Wednesday, February 27, 2008

TRMA - Trico Marine Services - beat analysts' estimates by 67.61 percent

Trico Marine Services is finding that servicing the oil and gas sector during record high crude prices translates into higher profits. The company easily beat fourth quarter estimates by 67.61 percent and is seeing record day rates for some of its vessels.

Full Analysis

Trico Marine Services, Inc. (TRMA), headquartered in Houston, Texas, operates a diverse fleet of vessels serving the oil and gas industry, primarily in the North Sea, Gulf of Mexico, West Africa and Latin America.

The company, a Zacks #1 Rank (Strong Buy), has a fleet which includes multi-purpose anchor handling, towing and supply vessels (AHTS), large platform supply vessels, an advanced small-waterplane-area twin-hull (SWATH) crew vessel, crew boats and line handling vessels.

The company's services include the transportation of drilling materials, supplies and crews, and support for the construction, installation, maintenance and removal of offshore facilities.
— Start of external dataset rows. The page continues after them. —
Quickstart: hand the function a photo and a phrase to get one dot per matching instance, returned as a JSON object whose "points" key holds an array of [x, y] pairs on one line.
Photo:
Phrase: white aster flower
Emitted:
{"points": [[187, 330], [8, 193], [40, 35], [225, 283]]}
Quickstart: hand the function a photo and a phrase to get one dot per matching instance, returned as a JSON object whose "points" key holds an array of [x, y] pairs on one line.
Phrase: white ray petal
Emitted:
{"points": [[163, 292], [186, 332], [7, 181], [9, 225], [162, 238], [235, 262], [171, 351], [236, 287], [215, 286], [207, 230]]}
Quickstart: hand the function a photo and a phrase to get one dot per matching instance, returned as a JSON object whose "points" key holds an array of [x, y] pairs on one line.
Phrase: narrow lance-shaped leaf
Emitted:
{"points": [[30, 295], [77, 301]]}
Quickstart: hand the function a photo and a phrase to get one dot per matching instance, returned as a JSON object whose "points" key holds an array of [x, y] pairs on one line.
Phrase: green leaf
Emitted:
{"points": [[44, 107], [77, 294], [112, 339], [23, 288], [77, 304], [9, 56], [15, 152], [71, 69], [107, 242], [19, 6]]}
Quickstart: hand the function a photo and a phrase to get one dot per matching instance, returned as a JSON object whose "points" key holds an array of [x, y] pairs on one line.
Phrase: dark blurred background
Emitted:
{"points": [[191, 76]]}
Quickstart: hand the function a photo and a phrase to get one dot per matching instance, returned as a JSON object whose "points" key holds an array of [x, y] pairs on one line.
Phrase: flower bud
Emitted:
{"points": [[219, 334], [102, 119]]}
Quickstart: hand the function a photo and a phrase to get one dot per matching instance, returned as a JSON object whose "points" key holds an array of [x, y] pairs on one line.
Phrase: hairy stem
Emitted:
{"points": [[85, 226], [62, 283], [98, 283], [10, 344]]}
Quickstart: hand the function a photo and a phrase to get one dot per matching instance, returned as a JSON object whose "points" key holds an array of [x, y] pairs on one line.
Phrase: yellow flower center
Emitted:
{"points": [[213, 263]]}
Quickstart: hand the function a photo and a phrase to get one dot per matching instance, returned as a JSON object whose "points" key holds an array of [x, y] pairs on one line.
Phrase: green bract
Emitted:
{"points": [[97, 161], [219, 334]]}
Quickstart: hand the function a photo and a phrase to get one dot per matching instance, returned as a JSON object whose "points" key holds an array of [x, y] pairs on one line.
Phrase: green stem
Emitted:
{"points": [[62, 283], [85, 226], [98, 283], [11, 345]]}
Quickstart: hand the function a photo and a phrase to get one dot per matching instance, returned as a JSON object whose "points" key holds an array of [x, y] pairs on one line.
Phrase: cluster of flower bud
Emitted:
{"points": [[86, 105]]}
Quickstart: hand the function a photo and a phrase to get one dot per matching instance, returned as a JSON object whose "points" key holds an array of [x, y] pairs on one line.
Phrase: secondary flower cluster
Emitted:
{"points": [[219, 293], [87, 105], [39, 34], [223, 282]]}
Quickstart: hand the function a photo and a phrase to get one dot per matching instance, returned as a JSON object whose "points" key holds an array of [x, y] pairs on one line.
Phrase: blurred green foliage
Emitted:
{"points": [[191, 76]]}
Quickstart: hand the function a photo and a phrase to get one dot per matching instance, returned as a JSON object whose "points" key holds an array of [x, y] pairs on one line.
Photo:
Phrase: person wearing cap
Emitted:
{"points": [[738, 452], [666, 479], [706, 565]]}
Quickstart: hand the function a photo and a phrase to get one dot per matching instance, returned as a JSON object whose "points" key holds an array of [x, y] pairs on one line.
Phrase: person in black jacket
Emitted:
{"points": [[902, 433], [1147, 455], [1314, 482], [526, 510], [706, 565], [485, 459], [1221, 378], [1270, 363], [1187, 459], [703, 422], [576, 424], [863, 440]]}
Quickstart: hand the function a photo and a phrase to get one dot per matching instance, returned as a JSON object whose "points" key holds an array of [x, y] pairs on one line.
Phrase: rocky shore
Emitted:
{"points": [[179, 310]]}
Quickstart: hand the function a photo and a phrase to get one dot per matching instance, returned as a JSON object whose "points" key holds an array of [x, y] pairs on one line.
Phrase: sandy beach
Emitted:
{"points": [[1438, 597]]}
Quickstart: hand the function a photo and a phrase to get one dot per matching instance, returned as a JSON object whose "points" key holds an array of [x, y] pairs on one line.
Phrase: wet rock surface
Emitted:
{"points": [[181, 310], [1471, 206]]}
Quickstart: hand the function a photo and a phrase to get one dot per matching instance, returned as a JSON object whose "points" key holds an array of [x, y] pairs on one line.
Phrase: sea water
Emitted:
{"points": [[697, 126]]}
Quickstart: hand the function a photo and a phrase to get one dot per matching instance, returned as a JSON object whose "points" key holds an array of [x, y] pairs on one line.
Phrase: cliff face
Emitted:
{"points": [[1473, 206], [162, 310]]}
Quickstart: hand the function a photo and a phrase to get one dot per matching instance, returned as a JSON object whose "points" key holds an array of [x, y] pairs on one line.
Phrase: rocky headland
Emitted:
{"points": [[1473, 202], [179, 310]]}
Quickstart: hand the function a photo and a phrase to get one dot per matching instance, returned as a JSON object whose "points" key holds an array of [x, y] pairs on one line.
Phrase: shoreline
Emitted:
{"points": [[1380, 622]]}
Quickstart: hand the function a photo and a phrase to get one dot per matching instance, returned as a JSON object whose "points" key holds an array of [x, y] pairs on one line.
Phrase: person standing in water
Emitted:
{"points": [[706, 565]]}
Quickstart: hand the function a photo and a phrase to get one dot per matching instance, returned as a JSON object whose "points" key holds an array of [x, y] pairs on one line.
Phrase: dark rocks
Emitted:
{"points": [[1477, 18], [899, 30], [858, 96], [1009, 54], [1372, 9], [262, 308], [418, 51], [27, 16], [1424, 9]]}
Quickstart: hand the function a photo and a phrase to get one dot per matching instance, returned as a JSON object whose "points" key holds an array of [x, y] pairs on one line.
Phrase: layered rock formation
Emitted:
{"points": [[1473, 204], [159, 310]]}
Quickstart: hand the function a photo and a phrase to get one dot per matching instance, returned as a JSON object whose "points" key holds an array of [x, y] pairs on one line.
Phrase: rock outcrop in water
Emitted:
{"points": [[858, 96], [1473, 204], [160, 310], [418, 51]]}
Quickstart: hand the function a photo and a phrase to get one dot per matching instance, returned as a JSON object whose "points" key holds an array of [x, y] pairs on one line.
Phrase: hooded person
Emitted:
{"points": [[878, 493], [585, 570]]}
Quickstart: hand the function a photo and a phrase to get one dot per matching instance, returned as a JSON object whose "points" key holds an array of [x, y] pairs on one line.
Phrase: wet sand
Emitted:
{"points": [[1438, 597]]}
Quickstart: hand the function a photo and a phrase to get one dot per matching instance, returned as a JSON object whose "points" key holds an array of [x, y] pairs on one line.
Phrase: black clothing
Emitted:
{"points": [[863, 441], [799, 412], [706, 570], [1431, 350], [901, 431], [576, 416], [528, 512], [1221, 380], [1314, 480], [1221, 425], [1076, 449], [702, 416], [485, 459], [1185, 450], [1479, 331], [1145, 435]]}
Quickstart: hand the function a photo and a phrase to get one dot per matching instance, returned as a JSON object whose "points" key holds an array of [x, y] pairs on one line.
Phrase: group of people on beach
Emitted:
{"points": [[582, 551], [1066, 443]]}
On Feb 18, Trico reported fourth quarter earnings and beat analysts' estimates by 48 cents, or 67.61 percent. Net income was $30.7 million, or $2.08 per share. Due to changes to the Norwegian Tonnage Tax rules that took place in December 2007, the tax changes increased net income for the quarter by 89 cents per share. Excluding the tax increase, the company reported $1.19 compared to analysts' consensus estimates of 71 cents per share.

In the fourth quarter, the North Sea market hit record day rates in the spot anchor handler market, with average day rates for the North Sea class fleet improving by 15 percent over the third quarter.

The market in West Africa is also heating up. For the first time in the company's history, the average day rate for vessels in West Africa exceeded the day rates for those in the Gulf of Mexico for the 180-foot supply vessels.

"We are pleased with our fourth quarter and full year 2007 results. While we experienced softness in our Gulf of Mexico market, we continued to successfully execute our plan to mobilize vessels internationally for longer term contracts and better day rates," said Chairman and Chief Executive Officer, Joseph S. Compofelice.

"During the fourth quarter, we mobilized six vessels internationally which brought the total to thirteen vessels for the year, or 20% of our fleet," he said.

Brokerage analysts mirror the company's optimism about 2008. One out of two covering analysts raised estimates for the full year in the last week by 22 cents to an average of $3.27 from $3.05 per share.

Trico hit the ball out of the park the last four quarters, surprising on consensus estimates by an average of 27.48 percent. The company has solid value fundamentals. It has a P/E of only 11.64, which is under the industry average of 20.7. It has a P/B of 1.51.